First consider the context: The Emeryville Crescent will be totally protected, the Albany tidal flats and subtidal zones will be totally protected, and the large expanses of subtidal habitat in the lee of Brooks Island and Point Isabel are to be left undisturbed.

Also consider that the South Sailing Basin continues as a rich migratory bird habitat despite the fact that it hosts a number of year-round sailing and paddling programs.

And finally, note that the decline in the populations of the diving duck species of most concern has occurred in the context of virtually no change in the available East Bay habitat - therefore it is difficult to conclude that local habitat pressure has any relation to this decline.

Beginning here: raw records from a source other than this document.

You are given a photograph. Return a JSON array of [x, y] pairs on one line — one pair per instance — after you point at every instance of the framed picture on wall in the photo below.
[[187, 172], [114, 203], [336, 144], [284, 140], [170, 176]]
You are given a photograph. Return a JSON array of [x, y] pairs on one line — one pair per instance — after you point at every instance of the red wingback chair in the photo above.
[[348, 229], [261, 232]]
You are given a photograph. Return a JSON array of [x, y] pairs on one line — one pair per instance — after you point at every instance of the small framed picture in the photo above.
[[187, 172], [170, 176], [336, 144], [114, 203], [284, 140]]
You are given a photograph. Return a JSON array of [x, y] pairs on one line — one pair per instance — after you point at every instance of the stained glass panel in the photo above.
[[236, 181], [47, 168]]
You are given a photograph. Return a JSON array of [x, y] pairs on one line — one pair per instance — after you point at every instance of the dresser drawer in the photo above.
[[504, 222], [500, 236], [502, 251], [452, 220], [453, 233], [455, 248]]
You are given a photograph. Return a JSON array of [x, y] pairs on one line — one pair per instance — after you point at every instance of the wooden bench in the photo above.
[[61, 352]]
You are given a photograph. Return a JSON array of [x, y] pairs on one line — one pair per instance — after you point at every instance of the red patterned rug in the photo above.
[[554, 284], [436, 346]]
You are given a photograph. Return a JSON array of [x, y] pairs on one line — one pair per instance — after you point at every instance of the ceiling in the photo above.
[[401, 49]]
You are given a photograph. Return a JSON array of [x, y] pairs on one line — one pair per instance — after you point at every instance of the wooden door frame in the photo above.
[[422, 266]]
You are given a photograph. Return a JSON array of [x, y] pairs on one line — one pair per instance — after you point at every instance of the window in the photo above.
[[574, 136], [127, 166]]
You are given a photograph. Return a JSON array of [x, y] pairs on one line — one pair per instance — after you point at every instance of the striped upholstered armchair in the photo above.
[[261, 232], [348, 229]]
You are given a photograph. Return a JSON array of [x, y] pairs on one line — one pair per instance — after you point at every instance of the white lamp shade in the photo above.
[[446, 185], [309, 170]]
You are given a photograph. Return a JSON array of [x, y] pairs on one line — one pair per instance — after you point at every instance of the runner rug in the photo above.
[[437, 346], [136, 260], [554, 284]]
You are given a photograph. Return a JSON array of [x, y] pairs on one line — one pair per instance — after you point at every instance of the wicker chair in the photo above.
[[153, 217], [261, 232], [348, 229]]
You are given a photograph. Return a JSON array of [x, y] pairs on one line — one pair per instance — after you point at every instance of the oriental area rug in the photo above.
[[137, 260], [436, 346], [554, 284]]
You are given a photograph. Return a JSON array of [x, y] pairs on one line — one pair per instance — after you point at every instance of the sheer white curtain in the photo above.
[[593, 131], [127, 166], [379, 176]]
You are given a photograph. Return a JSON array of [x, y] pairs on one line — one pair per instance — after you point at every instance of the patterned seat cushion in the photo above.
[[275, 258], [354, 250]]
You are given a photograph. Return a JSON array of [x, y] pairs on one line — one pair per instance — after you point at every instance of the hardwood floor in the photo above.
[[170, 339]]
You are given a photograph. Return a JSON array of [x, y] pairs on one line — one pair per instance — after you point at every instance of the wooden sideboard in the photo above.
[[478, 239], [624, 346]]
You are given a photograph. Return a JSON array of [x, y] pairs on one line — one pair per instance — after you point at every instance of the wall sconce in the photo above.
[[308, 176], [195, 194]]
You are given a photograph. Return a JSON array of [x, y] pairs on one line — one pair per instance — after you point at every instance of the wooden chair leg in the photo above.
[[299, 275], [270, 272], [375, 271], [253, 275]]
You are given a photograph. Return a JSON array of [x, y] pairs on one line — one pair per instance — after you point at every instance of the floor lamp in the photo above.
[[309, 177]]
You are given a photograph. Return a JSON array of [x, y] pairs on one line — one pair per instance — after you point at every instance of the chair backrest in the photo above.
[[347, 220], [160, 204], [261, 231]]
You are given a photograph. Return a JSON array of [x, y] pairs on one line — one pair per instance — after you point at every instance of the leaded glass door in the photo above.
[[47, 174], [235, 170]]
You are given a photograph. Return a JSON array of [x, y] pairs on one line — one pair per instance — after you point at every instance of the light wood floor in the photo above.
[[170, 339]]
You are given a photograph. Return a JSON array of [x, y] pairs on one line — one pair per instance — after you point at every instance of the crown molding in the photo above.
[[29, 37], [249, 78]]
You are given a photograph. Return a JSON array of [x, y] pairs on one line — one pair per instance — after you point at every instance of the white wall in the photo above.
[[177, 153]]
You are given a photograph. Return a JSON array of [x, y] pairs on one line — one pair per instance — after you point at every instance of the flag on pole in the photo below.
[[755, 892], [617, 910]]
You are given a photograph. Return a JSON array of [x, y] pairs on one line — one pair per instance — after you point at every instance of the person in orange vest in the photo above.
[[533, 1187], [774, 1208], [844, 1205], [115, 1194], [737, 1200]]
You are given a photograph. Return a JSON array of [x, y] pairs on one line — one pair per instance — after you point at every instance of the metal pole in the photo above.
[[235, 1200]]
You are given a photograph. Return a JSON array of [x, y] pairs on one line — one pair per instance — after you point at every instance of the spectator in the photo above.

What is the right policy for the North Sailing Basin? This protected body of water offers an opportunity for types of recreation that are not possible at any other location in the Eastshore State Park. These activities are in sharp contrast to those supported by marina berths or launching ramps for powerboats: Small hand-launched boats powered by paddles, oars and sails are the definitions of entry-level boating, and they maximize access for the broadest possible range of park visitors. When operated by non-profits rather than commercial concessions, the cost of participation can be spectacularly low.

More significantly, it would be hard to find a cohort more dedicated to the protection of the shoreline environment than paddlers, rowers and small boat sailors.

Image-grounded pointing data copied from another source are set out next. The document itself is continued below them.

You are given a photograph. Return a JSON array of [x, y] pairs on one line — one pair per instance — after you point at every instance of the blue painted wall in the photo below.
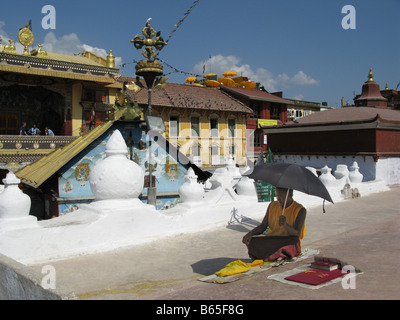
[[73, 182]]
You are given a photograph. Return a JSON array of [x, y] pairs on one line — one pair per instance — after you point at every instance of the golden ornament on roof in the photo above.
[[26, 38]]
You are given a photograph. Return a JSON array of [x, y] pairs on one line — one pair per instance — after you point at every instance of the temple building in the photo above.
[[66, 93], [203, 122], [368, 133]]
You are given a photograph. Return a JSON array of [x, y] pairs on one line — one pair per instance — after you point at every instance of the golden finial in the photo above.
[[370, 75], [26, 38], [110, 60]]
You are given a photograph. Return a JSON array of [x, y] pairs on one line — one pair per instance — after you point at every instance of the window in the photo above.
[[174, 126], [258, 138], [195, 150], [275, 112], [231, 127], [214, 127], [232, 150], [195, 126], [256, 107]]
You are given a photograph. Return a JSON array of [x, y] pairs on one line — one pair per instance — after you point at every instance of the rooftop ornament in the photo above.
[[149, 69]]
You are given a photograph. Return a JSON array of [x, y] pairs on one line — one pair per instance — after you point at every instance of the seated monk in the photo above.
[[282, 239]]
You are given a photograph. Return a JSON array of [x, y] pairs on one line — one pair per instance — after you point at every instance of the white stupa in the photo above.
[[116, 178], [14, 206]]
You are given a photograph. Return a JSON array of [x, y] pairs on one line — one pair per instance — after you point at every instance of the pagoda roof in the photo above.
[[185, 96], [253, 94]]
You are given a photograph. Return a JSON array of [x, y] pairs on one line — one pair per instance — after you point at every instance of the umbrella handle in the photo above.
[[284, 206]]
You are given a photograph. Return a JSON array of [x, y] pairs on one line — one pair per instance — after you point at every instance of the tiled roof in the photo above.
[[187, 96], [252, 94], [351, 114]]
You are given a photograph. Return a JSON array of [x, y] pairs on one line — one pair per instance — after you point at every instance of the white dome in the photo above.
[[116, 177]]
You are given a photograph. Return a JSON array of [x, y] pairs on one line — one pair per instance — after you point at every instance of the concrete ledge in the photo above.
[[19, 282]]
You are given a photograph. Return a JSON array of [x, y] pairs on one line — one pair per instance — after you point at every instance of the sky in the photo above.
[[303, 48]]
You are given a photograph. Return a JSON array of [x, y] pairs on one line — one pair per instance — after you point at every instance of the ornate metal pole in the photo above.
[[149, 69]]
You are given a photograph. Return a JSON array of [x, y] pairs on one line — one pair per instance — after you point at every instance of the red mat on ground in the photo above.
[[315, 276]]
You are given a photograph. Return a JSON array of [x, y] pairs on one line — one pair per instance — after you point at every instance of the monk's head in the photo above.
[[281, 195]]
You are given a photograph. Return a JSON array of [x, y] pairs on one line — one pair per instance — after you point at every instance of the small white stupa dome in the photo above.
[[116, 177]]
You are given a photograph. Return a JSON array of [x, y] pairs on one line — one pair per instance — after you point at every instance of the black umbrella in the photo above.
[[290, 176]]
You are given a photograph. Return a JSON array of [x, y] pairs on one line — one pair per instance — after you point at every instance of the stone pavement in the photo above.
[[364, 232]]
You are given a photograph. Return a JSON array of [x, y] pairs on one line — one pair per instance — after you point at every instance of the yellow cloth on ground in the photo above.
[[291, 212], [236, 267]]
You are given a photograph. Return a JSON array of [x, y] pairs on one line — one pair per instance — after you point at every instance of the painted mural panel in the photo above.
[[168, 174]]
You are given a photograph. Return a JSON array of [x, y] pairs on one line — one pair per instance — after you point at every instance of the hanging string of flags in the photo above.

The question is not whether a duck will ever have to move out of the way of a kayak. Rather, the question is whether we should be painting this part of the waterfront with the same wilderness brush as other areas of the park. This is an urban waterfront uniquely suited to support urban recreational needs, and these needs should be balanced against, not made subservient to, the doctrine of habitat protection.

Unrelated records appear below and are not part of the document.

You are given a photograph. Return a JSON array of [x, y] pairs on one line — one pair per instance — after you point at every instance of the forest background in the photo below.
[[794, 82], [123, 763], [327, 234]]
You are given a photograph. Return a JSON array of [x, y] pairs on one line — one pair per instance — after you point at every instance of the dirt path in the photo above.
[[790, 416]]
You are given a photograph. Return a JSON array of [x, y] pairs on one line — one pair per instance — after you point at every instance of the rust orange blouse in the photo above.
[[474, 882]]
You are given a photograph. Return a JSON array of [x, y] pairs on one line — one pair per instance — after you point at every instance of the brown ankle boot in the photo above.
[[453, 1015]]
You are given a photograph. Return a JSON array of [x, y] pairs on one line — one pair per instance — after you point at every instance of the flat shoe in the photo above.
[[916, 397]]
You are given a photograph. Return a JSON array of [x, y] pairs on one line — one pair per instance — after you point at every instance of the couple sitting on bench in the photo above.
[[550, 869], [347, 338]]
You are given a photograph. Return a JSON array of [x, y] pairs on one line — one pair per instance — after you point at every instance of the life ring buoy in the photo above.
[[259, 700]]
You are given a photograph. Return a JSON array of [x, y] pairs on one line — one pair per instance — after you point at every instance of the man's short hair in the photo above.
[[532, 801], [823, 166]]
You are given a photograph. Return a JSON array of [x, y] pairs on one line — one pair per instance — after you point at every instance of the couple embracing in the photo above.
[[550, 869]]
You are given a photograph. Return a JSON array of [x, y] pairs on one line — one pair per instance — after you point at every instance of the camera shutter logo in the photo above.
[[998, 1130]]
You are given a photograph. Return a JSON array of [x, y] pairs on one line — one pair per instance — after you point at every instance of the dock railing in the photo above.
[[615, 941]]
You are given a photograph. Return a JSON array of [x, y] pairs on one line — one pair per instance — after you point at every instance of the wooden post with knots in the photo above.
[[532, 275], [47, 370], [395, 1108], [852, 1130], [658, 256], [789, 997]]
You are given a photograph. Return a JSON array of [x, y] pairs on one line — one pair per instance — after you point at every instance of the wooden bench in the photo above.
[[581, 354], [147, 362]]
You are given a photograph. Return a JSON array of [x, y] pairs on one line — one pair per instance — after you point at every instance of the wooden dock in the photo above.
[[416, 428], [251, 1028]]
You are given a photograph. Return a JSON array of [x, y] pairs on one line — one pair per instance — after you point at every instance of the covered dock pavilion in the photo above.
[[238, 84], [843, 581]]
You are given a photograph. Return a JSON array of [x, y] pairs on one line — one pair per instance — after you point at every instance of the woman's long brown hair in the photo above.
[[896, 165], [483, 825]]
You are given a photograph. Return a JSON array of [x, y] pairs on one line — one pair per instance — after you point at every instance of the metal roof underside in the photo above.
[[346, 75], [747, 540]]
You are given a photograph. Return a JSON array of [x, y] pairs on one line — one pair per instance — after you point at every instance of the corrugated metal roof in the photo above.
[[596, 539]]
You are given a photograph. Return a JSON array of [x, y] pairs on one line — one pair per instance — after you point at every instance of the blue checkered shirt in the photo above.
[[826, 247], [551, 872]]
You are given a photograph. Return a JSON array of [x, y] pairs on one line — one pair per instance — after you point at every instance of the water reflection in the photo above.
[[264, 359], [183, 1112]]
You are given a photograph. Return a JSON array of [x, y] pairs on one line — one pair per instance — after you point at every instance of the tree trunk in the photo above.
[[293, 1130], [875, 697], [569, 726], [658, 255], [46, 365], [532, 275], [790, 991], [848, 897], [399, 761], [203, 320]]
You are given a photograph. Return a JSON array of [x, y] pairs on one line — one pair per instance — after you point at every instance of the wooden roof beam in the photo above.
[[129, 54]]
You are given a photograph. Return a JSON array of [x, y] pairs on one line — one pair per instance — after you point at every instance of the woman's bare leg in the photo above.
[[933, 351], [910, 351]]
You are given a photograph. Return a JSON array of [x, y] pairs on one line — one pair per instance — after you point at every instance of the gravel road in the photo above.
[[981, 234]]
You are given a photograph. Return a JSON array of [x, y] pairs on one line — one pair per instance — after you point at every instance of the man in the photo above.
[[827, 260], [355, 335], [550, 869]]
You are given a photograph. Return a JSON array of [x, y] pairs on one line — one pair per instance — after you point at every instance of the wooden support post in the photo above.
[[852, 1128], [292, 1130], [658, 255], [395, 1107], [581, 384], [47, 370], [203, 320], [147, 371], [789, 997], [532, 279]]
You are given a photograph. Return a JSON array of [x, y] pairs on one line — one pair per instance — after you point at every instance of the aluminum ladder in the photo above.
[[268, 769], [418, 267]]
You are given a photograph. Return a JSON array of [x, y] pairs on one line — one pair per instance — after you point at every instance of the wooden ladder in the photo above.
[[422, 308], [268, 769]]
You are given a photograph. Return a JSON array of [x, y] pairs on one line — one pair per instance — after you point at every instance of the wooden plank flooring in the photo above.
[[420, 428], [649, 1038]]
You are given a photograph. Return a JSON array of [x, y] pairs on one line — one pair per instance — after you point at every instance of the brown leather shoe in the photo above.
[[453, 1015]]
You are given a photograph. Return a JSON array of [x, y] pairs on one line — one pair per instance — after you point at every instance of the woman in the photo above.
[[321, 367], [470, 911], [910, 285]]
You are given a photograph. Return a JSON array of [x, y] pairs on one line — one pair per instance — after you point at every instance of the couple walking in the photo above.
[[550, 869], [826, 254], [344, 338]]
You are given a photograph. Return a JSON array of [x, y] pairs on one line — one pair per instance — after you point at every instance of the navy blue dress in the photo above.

It is ironic that environmental advocacy groups have opposed facilities to support non-motorized boating in the North Sailing Basin, because ultimately it will be this community of paddlers, rowers and sailors that will be the most valuable stewards of our Bay. Helping this community to expand is one of the most important policies that the State Parks Commission can adopt to protect the shoreline of the East Bay.

Please approve a park plan that gives high priority to active water-borne recreation.